HALoadBalancer

Status

The page provides documentation for a load balancer for the HA replication cluster that is currently under development in the RDR branch. We anticipate GA for this feature in bigdata 1.3.1.

See the HAJournalServer for how to configure and deploy an HA replication cluster.

Background

The HA replication cluster uses a quorum model. Once a quorum (bare majority or better) has been established, one of the services is elected as the leader. The others are elected followers. All update requests must be directed to the quorum leader. Any service that is joined with the met quorum can service reads.

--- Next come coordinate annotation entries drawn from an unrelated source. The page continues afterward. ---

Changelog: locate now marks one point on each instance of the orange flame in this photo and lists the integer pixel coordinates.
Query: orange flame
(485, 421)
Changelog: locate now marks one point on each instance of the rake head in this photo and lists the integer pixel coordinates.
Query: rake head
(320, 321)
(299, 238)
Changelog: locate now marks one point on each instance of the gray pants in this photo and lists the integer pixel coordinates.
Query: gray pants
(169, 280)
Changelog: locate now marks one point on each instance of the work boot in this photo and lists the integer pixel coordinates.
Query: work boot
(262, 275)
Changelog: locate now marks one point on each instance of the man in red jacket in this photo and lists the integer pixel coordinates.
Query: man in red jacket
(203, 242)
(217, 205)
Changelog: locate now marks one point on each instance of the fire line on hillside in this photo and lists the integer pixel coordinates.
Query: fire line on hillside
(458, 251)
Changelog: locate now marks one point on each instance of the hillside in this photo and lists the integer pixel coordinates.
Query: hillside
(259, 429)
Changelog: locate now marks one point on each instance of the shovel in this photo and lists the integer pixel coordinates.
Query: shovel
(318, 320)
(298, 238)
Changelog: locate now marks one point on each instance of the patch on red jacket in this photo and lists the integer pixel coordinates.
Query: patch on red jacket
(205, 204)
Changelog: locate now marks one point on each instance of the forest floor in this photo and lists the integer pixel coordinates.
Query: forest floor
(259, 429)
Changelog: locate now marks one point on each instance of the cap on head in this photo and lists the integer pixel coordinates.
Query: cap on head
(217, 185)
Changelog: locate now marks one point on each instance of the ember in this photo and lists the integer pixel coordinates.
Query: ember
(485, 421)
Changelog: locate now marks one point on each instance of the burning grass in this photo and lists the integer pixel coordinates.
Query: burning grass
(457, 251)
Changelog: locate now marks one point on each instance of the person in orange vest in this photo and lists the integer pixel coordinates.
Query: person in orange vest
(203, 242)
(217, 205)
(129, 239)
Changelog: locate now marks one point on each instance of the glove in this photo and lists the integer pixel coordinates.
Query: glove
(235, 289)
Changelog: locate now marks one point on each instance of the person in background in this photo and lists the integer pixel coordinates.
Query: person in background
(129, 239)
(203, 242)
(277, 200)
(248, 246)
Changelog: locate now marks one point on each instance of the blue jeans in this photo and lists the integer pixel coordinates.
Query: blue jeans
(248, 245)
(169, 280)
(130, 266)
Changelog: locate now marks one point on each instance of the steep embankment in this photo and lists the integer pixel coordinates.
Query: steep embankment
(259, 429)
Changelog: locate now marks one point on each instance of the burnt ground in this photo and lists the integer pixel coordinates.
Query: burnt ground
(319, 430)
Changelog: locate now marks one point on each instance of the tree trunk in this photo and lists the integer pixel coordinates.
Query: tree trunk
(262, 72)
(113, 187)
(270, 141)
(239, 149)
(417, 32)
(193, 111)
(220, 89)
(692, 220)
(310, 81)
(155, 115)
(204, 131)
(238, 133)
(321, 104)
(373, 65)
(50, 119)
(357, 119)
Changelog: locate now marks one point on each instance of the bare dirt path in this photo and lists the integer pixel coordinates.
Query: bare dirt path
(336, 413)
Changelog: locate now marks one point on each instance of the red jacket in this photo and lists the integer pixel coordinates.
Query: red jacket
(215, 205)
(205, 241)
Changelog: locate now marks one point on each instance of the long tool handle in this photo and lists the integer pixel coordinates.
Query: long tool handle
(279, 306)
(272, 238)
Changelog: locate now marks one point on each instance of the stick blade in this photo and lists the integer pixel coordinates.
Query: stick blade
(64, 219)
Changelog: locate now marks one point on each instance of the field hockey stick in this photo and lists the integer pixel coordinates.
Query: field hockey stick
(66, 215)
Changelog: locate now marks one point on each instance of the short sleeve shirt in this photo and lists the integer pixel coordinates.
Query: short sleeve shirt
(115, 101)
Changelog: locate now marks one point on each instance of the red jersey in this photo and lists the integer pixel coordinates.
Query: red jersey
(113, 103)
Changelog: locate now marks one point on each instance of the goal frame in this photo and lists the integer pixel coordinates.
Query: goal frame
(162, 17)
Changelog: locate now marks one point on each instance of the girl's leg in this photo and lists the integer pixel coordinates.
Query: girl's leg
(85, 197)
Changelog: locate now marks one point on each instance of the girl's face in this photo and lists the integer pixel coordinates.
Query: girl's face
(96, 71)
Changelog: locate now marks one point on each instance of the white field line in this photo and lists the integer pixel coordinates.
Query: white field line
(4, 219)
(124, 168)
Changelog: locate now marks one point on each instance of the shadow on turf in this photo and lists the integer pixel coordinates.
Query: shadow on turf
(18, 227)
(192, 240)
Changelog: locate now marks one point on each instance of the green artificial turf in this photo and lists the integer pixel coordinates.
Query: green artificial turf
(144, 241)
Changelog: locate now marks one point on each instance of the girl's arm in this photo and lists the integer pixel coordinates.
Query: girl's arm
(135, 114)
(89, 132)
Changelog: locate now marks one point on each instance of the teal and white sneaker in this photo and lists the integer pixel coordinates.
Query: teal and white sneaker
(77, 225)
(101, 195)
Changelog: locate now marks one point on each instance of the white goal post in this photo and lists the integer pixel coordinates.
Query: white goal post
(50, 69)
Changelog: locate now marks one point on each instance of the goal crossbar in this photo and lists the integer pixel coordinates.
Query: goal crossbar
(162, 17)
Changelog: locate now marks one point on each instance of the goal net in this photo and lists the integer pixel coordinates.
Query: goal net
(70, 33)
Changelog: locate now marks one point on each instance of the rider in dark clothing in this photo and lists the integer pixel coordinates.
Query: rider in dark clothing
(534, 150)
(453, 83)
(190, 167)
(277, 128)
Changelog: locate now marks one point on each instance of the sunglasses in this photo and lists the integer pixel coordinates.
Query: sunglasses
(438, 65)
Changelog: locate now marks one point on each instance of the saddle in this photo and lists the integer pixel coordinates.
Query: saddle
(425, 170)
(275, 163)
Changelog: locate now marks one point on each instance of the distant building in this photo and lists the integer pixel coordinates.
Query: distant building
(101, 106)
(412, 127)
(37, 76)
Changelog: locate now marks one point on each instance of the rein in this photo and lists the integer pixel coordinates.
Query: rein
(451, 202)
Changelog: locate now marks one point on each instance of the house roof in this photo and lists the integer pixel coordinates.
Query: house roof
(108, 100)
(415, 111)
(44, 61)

The HALoadBalancerServlet provides a transparent proxy. Clients can use any LBS end point on the cluster and requests will be automatically proxied to the leader (for updates) and load balanced across the joined services (leader + followers) for query. This greatly simplifies deployments and reduced the coupling within the client to the HA architecture.

If the quorum is NOT met, then any request made against the load balancer will fail.

Configuration

The HALoadBalancerServlet is declared in web.xml. By default, it responds at

/bigdata/LBS/*

and rewrites any request to

/bigdata

The behavior is configured in web.xml.

This sets the external URL at which the load balancer will accept requests. Any request directed to the pattern in this servlet mapping will be automatically proxied to an appropriate service.

Load Balancer /LBS/*

The following init-param must be consistent with the serlvet mapping. It specifies the prefix that will be stripped from the requestURL when the request is rewritten.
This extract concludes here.